Jean-Marc Aveline
Auxiliary Bishop of Marseille
President of the Council for Interreligious Relations at the Bishop’s Conference of France
icon-calendar Wednesday September 12ᵗʰ, 2018
Listen to the lecture (in French):
Interreligious dialogue covers two very different realities: it is both what public authorities would like religions to do for greater social peace, as well as the attitude of believers, in the name of their faith, towards believers of other religions. Reducing dialogue to the first risks anaesthetizing the critical and prophetic role religions have towards these same public authorities and, more fundamentally, exposes religions to the risk of abandoning this role and relying solely on public authorities to organize dialogue between them.
The Christian attitudes towards believers of other religions have been profoundly shaped by their relationship with Judaism.
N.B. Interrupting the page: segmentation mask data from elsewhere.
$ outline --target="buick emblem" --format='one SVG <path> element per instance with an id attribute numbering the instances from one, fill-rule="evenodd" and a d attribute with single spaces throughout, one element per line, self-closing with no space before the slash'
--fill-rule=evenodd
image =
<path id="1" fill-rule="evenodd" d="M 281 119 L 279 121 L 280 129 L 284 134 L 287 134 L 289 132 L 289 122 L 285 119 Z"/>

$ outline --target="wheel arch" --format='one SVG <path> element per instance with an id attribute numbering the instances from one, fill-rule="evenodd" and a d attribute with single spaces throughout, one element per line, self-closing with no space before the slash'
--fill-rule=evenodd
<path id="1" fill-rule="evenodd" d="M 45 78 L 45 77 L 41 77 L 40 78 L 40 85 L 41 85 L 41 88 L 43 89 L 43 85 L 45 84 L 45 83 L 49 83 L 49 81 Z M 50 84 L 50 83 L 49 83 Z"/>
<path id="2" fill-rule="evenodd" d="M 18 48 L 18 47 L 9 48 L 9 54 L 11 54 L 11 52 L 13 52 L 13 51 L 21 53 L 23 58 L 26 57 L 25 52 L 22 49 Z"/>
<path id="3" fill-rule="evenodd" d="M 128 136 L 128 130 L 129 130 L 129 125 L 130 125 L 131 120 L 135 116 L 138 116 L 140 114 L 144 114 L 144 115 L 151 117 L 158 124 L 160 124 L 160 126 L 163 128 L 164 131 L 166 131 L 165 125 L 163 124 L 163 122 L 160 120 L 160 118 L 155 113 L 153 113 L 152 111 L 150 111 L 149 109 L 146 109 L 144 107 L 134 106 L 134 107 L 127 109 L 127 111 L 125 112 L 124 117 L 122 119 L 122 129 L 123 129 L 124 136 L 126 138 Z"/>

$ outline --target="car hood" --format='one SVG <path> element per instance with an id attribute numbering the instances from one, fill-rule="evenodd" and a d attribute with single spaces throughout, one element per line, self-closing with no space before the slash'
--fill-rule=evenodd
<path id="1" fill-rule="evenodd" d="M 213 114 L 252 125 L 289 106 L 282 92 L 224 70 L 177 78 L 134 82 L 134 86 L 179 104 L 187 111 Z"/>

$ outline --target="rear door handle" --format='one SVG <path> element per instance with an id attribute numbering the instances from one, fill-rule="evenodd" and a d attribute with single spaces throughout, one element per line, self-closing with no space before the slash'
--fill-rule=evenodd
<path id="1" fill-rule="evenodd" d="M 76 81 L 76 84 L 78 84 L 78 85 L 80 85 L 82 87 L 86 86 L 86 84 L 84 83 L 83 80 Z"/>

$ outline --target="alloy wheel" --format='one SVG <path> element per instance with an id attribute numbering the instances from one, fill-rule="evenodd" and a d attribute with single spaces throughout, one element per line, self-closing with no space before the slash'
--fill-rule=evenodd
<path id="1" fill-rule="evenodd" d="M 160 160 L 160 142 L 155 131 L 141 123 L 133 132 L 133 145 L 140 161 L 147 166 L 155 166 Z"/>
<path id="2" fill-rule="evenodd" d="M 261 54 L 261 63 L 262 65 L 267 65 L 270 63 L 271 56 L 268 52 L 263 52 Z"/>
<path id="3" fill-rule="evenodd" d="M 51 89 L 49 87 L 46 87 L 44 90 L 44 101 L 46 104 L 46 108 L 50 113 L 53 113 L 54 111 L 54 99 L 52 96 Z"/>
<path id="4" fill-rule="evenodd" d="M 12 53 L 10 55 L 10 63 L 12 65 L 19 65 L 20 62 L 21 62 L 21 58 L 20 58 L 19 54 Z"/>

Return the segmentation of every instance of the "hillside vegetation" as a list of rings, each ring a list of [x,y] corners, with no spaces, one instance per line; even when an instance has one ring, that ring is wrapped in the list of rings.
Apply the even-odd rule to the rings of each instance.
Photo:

Resisting any latent Marcionist temptation to “purify” Christianity from its Jewish roots, the Catholic Church recognizes that its own identity owes due reference to the otherness of Judaism. This is clearly stated in the Second Vatican Council’s Declaration Nostra ætate (1965).
In addition, Paul VI, in his encyclical Ecclesiam suam (1964), proposed a renewed conception of revelation as a “dialogue of salvation” (colloquium salutis) between God and humanity. The declaration Nostra ætate therefore encourages Catholics to seek all that is true and holy in other religions, in a sincere and respectful dialogue with other believers.
Bishop Aveline ended his lecture by presenting two major theological issues for those who have accepted to involve themselves in this demanding spiritual and intellectual adventure. The first is to strengthen, with the help Eastern Christian theology, our theology of the Holy Spirit, of which John Paul II said, in his encyclical Redemptoris missio (1990), acted not only in the hearts of individuals but also in societies, cultures, and religions. The second issue is that of understanding the Church’s mission as collaboration in the work of the Holy Spirit, who pursues this “dialogue of salvation,” which is revelation. The Church must therefore understand itself not as an NGO or a company working toward its own growth, but rather as being at the service of the relationship between God and the world.